Dacarbazine for Injection 200 mg/vial is reconstituted with 19.7 mL of Sterile Water for Injection, USP. The resulting solution contains 10 mg/mL of dacarbazine having a pH of 3.0 to 4.0. The calculated dose of the resulting solution is drawn into a syringe and administered only intravenously.

The reconstituted solution may be further diluted with 5% dextrose injection, USP or sodium chloride injection, USP and administered as an intravenous infusion.

After reconstitution and prior to use, the solution in the vial may be stored at 4°C for up to 72 hours or at normal room conditions (temperature and light) for up to 8 hours. If the reconstituted solution is further diluted in 5% dextrose injection, USP or sodium chloride injection, USP, the resulting solution may be stored at 4°C for up to 24 hours or at normal room conditions for up to 8 hours.

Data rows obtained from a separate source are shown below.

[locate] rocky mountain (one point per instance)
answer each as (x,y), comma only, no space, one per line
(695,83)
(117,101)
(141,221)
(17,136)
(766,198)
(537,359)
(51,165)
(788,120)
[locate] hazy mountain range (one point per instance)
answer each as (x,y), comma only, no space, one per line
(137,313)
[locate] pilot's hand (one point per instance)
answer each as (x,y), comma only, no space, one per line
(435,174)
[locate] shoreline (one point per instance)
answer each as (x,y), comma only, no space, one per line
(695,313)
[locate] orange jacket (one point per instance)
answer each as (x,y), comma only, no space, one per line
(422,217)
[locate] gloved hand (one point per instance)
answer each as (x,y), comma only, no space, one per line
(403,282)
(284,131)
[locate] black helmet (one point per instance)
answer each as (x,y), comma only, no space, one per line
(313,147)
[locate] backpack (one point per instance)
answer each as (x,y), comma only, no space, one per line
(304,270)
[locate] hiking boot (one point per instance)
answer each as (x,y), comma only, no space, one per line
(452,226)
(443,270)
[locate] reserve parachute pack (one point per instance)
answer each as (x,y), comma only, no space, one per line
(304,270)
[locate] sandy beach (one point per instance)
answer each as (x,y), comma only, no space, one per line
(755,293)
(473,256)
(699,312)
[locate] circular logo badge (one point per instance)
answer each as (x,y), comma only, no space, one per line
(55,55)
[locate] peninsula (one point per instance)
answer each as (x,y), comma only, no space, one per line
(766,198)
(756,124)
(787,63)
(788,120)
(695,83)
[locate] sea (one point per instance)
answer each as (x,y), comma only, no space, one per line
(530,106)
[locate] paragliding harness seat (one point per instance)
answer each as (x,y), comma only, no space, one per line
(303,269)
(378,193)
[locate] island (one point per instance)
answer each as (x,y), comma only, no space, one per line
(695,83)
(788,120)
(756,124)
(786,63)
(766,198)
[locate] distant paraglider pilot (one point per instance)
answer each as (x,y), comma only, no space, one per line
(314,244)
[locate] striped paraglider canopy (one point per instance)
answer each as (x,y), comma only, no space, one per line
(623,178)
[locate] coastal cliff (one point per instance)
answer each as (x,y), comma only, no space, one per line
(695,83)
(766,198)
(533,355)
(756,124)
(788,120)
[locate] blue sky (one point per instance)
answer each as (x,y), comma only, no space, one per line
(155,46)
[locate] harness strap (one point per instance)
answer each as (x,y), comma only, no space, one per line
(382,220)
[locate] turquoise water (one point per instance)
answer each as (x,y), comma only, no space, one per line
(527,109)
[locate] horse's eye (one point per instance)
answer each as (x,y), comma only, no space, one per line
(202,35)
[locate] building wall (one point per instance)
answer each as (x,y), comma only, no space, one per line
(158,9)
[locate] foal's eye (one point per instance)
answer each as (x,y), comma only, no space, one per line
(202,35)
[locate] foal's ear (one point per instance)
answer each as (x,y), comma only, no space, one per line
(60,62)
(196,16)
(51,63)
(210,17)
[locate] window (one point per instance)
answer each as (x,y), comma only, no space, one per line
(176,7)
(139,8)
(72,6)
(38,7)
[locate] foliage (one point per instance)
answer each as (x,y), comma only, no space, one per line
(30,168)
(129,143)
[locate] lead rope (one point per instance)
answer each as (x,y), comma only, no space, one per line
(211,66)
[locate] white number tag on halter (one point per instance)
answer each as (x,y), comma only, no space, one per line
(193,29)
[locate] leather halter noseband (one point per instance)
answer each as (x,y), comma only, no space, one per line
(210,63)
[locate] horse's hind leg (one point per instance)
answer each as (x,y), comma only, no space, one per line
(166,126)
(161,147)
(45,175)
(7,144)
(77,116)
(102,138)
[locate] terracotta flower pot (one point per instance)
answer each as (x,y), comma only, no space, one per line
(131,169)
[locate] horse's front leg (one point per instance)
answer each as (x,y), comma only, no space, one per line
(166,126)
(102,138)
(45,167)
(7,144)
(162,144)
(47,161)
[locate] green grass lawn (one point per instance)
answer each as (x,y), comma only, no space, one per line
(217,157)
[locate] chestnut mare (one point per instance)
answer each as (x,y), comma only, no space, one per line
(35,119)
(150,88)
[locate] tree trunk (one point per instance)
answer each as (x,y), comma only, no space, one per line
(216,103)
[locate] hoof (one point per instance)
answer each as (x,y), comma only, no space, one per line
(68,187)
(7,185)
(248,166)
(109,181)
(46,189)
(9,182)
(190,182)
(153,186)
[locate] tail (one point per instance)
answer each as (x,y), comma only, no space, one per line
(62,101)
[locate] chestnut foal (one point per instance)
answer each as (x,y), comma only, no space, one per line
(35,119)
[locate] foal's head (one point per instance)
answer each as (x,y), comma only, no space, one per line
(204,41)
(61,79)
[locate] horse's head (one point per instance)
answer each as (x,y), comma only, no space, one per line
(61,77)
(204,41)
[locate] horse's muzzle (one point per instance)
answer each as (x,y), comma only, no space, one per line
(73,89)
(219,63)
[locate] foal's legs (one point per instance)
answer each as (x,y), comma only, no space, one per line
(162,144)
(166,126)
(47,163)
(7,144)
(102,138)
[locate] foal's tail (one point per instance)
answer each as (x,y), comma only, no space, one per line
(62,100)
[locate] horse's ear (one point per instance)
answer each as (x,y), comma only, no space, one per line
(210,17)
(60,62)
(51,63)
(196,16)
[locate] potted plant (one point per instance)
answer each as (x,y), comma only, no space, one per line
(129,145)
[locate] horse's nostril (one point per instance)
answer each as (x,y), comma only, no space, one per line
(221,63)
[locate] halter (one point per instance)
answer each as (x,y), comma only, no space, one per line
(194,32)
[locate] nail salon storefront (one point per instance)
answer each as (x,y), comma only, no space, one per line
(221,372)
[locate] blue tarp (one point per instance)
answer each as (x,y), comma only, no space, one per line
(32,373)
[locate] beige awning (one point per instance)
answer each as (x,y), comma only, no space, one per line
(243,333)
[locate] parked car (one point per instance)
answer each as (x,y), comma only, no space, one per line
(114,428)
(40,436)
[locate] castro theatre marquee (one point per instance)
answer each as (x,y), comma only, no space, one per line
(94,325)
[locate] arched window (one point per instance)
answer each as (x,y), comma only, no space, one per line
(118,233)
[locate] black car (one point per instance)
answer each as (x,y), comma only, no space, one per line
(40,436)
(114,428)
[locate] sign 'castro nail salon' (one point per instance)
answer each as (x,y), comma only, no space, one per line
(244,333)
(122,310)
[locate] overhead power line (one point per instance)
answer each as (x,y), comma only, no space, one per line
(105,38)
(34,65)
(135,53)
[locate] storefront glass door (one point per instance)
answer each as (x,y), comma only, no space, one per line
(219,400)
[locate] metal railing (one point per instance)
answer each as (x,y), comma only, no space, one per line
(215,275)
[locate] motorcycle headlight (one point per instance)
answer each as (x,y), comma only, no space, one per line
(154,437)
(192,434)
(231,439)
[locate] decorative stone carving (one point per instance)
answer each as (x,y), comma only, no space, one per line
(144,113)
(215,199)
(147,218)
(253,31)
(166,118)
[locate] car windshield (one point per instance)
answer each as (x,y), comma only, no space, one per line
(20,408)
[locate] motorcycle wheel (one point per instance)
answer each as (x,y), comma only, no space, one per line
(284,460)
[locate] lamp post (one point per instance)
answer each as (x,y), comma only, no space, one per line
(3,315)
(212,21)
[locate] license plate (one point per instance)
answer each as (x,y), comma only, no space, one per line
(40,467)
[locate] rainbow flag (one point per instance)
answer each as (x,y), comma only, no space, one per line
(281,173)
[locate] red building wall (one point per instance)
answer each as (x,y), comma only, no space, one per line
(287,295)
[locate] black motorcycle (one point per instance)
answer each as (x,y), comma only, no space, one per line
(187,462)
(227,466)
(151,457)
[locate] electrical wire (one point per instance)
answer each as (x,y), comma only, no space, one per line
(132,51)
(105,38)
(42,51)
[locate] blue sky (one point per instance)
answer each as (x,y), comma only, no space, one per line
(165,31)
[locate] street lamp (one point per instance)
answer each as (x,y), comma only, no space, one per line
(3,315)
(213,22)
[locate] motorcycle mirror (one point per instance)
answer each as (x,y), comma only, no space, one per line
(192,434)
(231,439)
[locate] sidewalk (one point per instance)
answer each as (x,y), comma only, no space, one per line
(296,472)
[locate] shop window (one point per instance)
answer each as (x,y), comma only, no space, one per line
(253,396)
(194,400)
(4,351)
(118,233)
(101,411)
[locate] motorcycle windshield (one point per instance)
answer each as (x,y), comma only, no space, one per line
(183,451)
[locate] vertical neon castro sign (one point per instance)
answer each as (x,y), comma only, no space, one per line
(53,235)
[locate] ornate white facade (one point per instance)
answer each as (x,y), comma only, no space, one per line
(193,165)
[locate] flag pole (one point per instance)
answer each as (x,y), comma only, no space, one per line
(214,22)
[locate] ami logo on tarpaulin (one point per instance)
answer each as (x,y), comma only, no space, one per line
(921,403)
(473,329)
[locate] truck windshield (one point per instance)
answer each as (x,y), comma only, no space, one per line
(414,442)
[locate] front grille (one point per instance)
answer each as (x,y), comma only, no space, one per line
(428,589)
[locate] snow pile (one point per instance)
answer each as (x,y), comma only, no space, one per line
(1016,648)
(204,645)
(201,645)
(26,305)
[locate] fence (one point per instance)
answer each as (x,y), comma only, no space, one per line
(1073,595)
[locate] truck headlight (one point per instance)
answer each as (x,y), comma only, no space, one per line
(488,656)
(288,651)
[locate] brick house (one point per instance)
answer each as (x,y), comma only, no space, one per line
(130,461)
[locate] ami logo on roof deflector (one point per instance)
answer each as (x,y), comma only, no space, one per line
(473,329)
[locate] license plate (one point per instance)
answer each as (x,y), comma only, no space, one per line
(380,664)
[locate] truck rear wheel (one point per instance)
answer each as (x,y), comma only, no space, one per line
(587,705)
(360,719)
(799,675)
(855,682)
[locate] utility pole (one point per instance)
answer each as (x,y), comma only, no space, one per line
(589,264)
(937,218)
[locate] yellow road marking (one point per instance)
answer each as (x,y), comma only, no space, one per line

Procedures for proper handling and disposal of anticancer drugs should be considered. Several guidelines on this subject have been published1-7. There is no general agreement that all the procedures recommended in the guidelines are necessary or appropriate.

HOW SUPPLIED

200 mg of Dacarbazine for Injection per vial as sterile dacarbazine packaged in individual cartons.

STORAGE CONDITIONS

Store in a refrigerator 2°C to 8°C (36°F to 46°F).

REFERENCES

1. Recommendations for the Safe Handling of Parenteral Antineoplastic Drugs. NIH Publication No. 83 − 2621. For sale by the Superintendent of Documents, U.S. Government Printing Office, Washington, D.C., 20402.
2. AMA Council Report. Guidelines for Handling Parenteral Antineoplastics. JAMA, March 15, 1985.
3. National Study Commission on Cytotoxic Exposure − Recommendations for Handling Cytotoxic Agents. Available from Louis P. Jeffrey, Sc. D., Director of Pharmacy Services, Rhode Island Hospital, 593 Eddy Street, Providence, Rhode Island, 02902.
4. Clinical Oncological Society of Australia: Guidelines and recommendations for safe handling of antineoplastic agents. Med. J. Australia 1. 426-428, 1983.
5. Jones, R. B., et al., Safe handling of chemotherapeutic agents: A report from the Mount Sinai Medical Center. Ca-A Cancer Journal for Clinicians Sept./Oct., 258-263. 1983.
6. American Society of Hospital Pharmacists technical assistance bulletin on handling cytotoxic drugs in hospitals. Am. J. Hosp. Pharm. 42: 131-137, 1985.
7. OSHA Work-Practice Guidelines for Personnel Dealing with Cytotoxic (Antineoplastic) Drugs. Am J Hosp Pharm 1986; 43: 1193-1204.